Sabine Nickel: Gleich zwei Alben transportieren Vergangenheit

Eine Frau schaut in ein Buch © NDR Foto: Silvia Stoll
Sabine Nickel würde gerne ihre Sitznachbarin aus der Schule wiedertreffen. "Mit Petra habe ich mich wirklich gut verstanden!"

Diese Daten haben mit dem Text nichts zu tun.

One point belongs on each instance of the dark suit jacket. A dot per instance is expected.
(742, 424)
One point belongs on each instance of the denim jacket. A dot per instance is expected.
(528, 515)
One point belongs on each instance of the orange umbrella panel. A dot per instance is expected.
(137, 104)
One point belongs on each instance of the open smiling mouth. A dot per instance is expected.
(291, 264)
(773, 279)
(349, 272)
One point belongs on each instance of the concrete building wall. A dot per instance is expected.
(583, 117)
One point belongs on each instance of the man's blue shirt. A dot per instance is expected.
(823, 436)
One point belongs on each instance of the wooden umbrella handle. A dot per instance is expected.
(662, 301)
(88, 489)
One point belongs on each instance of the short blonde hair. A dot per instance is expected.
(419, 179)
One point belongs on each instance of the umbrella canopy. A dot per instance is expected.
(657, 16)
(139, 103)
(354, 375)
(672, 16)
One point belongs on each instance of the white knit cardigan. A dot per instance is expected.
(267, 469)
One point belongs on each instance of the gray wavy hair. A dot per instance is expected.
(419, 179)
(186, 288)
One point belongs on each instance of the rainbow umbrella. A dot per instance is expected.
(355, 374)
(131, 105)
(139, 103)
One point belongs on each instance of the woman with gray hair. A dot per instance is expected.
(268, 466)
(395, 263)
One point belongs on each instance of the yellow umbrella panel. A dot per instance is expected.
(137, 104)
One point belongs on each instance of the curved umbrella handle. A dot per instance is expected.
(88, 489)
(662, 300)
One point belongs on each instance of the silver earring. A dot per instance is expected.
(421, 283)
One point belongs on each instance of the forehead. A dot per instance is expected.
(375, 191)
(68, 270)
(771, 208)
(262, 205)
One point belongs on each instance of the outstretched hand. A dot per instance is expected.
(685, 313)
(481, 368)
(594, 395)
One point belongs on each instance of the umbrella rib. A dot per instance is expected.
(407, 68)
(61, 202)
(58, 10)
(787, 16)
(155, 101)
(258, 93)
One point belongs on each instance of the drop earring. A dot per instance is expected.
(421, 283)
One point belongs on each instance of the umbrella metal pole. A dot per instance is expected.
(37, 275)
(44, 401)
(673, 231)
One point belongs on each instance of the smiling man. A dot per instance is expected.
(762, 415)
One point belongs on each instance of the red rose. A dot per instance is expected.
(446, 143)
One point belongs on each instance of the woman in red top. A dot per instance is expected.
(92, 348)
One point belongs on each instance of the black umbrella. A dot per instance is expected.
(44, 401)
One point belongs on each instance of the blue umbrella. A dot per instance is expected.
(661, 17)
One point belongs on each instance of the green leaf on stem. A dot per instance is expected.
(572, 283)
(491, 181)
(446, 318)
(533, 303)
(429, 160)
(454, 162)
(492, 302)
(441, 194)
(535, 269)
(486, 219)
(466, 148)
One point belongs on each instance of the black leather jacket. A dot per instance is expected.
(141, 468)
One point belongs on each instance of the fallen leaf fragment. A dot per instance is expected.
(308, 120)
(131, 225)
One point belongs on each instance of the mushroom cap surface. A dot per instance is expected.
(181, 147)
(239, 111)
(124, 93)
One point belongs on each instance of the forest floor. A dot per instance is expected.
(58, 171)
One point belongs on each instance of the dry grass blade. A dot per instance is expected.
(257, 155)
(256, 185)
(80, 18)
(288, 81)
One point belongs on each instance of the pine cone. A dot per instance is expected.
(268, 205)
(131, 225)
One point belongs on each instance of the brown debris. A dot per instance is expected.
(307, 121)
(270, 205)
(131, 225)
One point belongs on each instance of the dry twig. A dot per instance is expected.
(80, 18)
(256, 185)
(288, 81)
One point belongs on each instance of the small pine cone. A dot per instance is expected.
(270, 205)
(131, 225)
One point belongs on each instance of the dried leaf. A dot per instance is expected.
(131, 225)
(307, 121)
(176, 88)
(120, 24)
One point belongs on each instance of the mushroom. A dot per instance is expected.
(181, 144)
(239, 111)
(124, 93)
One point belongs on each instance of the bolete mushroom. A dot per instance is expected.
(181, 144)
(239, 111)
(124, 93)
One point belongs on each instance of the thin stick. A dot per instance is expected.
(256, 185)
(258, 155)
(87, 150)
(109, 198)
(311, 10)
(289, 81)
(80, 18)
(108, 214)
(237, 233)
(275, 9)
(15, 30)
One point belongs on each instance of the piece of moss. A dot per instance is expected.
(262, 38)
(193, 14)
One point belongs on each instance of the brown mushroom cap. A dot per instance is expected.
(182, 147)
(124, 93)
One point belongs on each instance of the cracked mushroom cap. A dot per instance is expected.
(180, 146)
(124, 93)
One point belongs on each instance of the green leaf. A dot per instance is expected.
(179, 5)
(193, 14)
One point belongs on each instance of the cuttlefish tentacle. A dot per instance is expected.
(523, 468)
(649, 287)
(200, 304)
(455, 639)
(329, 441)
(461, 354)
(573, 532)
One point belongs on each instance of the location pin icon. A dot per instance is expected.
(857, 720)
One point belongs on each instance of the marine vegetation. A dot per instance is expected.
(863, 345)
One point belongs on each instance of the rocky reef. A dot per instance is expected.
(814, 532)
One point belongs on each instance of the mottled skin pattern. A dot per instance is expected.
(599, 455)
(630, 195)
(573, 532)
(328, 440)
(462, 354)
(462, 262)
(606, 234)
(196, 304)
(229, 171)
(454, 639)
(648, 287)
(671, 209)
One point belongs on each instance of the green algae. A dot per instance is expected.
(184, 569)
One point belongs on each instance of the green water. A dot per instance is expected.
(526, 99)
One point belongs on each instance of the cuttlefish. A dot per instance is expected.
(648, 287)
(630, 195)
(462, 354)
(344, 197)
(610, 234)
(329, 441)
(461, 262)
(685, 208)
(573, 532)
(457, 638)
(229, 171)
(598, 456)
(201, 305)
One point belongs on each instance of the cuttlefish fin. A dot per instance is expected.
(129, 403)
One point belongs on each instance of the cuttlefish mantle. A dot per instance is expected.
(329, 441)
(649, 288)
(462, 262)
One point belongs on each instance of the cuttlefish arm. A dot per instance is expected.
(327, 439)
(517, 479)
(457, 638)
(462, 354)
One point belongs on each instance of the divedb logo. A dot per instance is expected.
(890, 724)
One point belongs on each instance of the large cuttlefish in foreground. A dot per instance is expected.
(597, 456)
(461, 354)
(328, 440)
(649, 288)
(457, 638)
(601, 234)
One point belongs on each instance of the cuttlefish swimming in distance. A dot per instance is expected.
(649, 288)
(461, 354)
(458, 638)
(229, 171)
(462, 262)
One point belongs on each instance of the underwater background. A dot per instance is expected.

Nicht ganz so alt sind die Poesiealben von Sabine Nickel. Der erste Eintrag ist von 1977. Damals ging Sabine zur Orientierungsstufe nach Osnabrück und hieß noch Sabine Hettlich. Warum die 45-Jährige gleich zwei Alben hat, weiß sie nicht mehr. Das eine hat einen Einband mit bunten Blumen, das andere ist knallrot: "Das riecht so alt das Papier, als wenn es schon ewig im Archiv gelegen hat." Auch wenn die Alben seit Ewigkeiten im Regal in der zweiten Reihe standen, beim Durchblättern werden schnell alte Erinnerungen wach: "Ja, Bernd Altenkirch, an den erinnere ich mich auch noch. Das war so ein Mädchenschwarm. Und ein ganz gut aussehender junger Mann." Auch ihre ehemalige Sitznachbarin Petra Ellerbrake aus der Möser Realschule hat sich im Poesiealbum verewigt: "'Vergiss die schönen Jahre nicht, die wir nebeneinander sitzend verbringen durften. Dank Kerstin und Bettina'. Weil sich die beiden Mädchen in der Schule immer fürchterlich abgelenkt haben, sind wir alle umgesetzt worden. Petra musste neben mir sitzen. Das wäre echt ganz witzig zu wissen, wo sie abgeblieben ist."